Plum Sauce

Plum Sauce
Plum Sauce

I have another canning inspired recipe for you. I made and canned plum sauce because I wasn’t able to find a safe commercial version for me, and because I eat a lot of Asian and Asian inspired food. Since I’ll be using this as a condiment for some of the dishes that are coming up, I decided to post a version that you can do without canning. If you want to can this recipe, it’s found in the Ball Complete Book of Home Preserving on page 285 (linked to Amazon for convenience, no affiliation). I’ve cut the quantities down so that it only makes about a pint of sauce, so that you can use it before it goes bad without canning it. If I’m overestimating your potential use, you could also freeze half of it.

Plum Sauce

  • 1/2 cup of brown sugar (make sure it’s safe for you, I corn-ed myself good by not reading labels on brown sugar once. If it says inverted sugar on it, don’t buy it if you’ve got an allergy to corn)
  • 1/4 cup of granulated sugar
  • 1/4 cup of apple cider vinegar (Bragg’s is generally safest for corn allergies)
  • 3 Tablespoons of finely chopped onion
  • 1/2 Tablespoon of finely chopped jalapeno or other green chili pepper
  • 1/2 Tablespoon of mustard seeds
  • 3/4 teaspoon of salt
  • 1/2 – 1 clove of garlic (recipe converted calls for half a clove, but if you like garlic, by all means use it up)
  • 3/4 teaspoon of fresh grated ginger
  • 2 1/2 cups of pitted, finely chopped plums

In a large stainless steel or other non-reactive (ceramic or enamel, do not use aluminum or cast iron) pot, add the brown sugar, granulated sugar, vinegar, onion, jalapeno, mustard seeds, salt, garlic, and ginger. Bring to a boil over high heat, stirring constantly. Add the plums, and return the mixture to a boil. Then reduce the heat and boil gently stirring occasionally until the mixture is thick and syrupy, about 2 hours.

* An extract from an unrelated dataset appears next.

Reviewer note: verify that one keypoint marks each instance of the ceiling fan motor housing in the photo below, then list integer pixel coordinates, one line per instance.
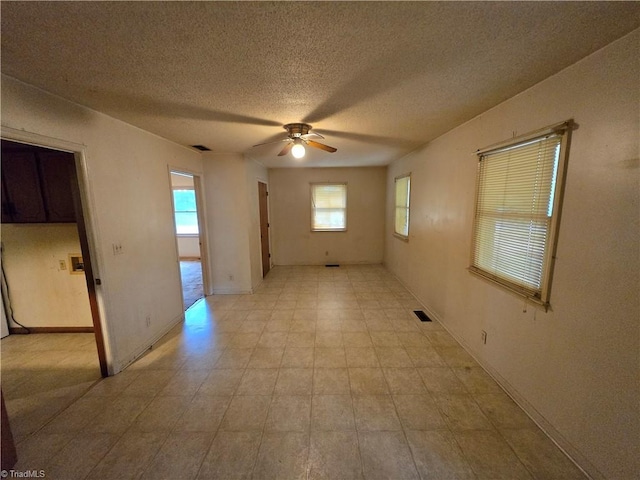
(297, 129)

Since this recipe is not being canned, at this point you could choose to use a stick blender to puree the mixture to a smooth consistency. (Note: If you are canning the recipe, follow the directions in the Ball Complete Book of Home Preserving and do not puree the sauce. You could be risking botulism otherwise.)

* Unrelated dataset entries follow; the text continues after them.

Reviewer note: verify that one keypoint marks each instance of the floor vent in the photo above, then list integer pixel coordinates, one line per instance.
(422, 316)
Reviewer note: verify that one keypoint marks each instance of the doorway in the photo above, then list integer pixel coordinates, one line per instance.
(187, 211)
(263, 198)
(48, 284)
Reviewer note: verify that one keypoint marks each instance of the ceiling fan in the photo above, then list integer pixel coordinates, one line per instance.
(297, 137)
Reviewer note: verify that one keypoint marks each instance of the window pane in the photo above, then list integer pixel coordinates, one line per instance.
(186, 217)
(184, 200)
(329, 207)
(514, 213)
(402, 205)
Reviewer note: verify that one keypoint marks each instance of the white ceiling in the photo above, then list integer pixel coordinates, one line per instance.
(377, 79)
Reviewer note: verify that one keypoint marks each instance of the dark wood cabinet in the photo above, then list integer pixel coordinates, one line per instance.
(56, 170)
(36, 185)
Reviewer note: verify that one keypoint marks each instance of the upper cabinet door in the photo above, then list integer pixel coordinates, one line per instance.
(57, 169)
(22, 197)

Let the sauce cool, and once cool enough, place in a container in the fridge (or freeze some) to store. I usually put mine in a squeeze bottle so that I can use it like ketchup.



    1. This is great. My son has a lot of food allergies and we usually have to avoid anything with an Asian flavor because of soy and sesame. Glad I found your blog. I posted about a week ago on our food allergy experience. Thanks!